Taking Variables / Attributes with highest absolute Corelation effecting the target value and removinf outliers.

* year
* Dist_d
* GDP_o
* GDP_d
* IPTOT_o
* IPTOT_d
* XPTOT_o
* XPTOT_d
* Contig


NEXT : DETECT OUTLIERS

In [None]:
def scatter_plots(df1,df2,i):
    fig, ax = plt.subplots(figsize=(10,4))
    ax.scatter(df1,df2)
    ax.set_xlabel(i)
    ax.set_ylabel('FLOW')
    plt.title("Scatter Plot")
    plt.show()
for i in num_imp:
    scatter_plots(num_data[i],num_data['FLOW'],i)

Remove Outliers for Attributes with high coreltion:

In [None]:
model_data = num_data[['iso_d','year', 'FLOW', 'GDP_o', 'GDP_d', 'IPTOT_o', 'IPTOT_d', 'XPTOT_o', 'XPTOT_d', 'Dist_d', 'Contig']]
for i in num_imp[1:9]:
    q_low = model_data[i].quantile(0.05)
    q_hi  = model_data[i].quantile(0.95)

    model_data = model_data[(model_data[i] < q_hi) & (model_data[i] > q_low)]

model_data.describe()

In [None]:
sns.heatmap(model_data.corr(), annot=True, cmap='Blues')

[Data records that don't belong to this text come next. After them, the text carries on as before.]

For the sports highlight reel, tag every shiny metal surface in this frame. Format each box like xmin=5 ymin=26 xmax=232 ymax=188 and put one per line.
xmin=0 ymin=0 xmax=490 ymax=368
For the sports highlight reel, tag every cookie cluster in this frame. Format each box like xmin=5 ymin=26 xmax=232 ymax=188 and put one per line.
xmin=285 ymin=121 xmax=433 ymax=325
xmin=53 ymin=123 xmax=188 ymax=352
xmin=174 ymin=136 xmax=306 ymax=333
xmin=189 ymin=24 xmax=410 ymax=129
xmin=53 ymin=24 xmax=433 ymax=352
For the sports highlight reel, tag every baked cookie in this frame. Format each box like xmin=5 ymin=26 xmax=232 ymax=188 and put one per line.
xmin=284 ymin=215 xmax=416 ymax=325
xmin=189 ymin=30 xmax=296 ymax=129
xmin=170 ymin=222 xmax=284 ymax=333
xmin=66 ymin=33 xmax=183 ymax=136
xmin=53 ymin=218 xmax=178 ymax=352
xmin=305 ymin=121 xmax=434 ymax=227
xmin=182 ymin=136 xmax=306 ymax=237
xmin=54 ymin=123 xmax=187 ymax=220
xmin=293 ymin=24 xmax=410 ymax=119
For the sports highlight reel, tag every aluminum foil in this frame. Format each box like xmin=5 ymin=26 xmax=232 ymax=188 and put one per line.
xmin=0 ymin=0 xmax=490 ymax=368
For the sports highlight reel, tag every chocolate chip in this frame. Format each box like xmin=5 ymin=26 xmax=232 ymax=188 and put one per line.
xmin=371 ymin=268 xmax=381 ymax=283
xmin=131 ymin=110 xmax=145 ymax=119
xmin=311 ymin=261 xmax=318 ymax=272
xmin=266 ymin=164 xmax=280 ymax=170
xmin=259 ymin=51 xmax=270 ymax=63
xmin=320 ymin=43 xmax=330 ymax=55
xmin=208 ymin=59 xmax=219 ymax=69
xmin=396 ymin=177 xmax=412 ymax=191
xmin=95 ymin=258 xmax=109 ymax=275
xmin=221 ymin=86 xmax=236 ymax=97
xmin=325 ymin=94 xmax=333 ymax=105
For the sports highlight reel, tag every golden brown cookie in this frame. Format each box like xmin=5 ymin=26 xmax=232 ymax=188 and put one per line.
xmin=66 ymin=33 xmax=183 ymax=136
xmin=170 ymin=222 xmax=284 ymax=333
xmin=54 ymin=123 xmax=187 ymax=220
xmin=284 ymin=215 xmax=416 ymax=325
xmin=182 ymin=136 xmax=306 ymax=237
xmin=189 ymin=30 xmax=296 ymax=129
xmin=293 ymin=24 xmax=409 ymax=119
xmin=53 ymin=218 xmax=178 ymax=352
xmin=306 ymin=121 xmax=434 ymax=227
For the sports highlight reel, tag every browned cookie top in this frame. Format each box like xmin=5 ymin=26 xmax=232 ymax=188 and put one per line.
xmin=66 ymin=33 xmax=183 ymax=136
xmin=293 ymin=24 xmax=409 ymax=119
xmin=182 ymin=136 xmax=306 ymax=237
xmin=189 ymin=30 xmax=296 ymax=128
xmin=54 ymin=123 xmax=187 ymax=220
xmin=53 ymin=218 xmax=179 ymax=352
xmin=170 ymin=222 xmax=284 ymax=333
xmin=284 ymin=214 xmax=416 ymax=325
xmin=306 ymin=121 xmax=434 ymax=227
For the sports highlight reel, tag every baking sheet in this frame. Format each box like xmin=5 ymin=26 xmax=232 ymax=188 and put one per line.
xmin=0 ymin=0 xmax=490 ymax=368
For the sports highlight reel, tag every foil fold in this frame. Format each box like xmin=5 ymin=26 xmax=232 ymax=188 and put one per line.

We see correlation between attributes :
- IPTOT_o , XPTOT_o with GDP_o
- IPTOT_d , XPTOT_d with GDP_d
- IPTOT_0 with XPTOT_o
- IPTOT_d with XPTOT_d

- FLOW : GDP_o, GDP_d and XPTOT_o

In [None]:
heatmap = sns.heatmap(model_data.corr(), cmap="coolwarm")

Check Trends of Flows in an year.

In [None]:
model_data.groupby('year')['FLOW'].count().plot()

In [None]:
model_data.groupby('iso_d')['FLOW'].plot(legend=True)